Isn't that the perfect way to make their point clear? ( from a Reuters article that I found on the website of Ha'Aretz )
Dozens of policemen stormed government offices in the southern Gaza Strip town of Rafah on Monday to protest the failure of the Palestinian Authority to fight growing lawlessness.

Sunday, January 01, 2006

Bijna ieder jaar moet ik op 1 januari denken aan een vriendje van me op de lagere school. Mijn vader moest en zou hem muzieklessen geven want, zo zei zijn moeder, H. was zoooooo muzikaal. Hoe wist ze dat? Wel, hij zat ieder jaar op 1 januari 's morgens met zijn ogen dicht naar het nieuwjaarsconcert uit Wenen te kijken. Hij zat blijkbaar voor de televisie te slapen, want de muzieklessen zijn niet echt geslaagd, en dat lag niet aan de inspanningen van mijn vader. Later verhuisde het gezin, en als ik aan H. denk herinner ik me voornamelijk het bovenstaande en het feit dat hij altijd zei dat hij 'hengstenboer' ( of hengsteboer? ) wilde worden. Als kind leek ook mij dat een fascinerend beroep.

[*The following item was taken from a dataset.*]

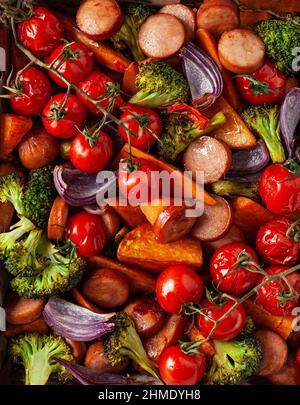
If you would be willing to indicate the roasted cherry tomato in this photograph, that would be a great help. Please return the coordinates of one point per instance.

Vandaag heeft onze dochter haar eigen nieuwjaarsconcert. Ter afsluiting van de Hanukah vakantie is er een middag vol activiteiten op de plaatselijke muziekschool, en daarna volgt een kort concert door de vioolleerlingen. Onze dochter mag zelfs een solo spelen. :-)
One of the reasons why the raid on the Iraqi nuclear reactor was so successful in 1981 was the fact that hardly anybody imagined or talked about such an attack, and the attack came as a complete surprise. Now every Tom, Dick and Harry in the US, Europe and Israel has an opinion on whether or not Iran's nuclear installations should and could be attacked, and the subject is being discussed in most media, on numerous weblogs and internet fora, and even - for God's sake, I could not believe my eyes when I read this - publicly by Likud members, led by Yisrael Katz and the one of the party's main clowns, Uzi Cohen. If this is not a sure way of endangering our security ( and that of the rest of the region ), what is?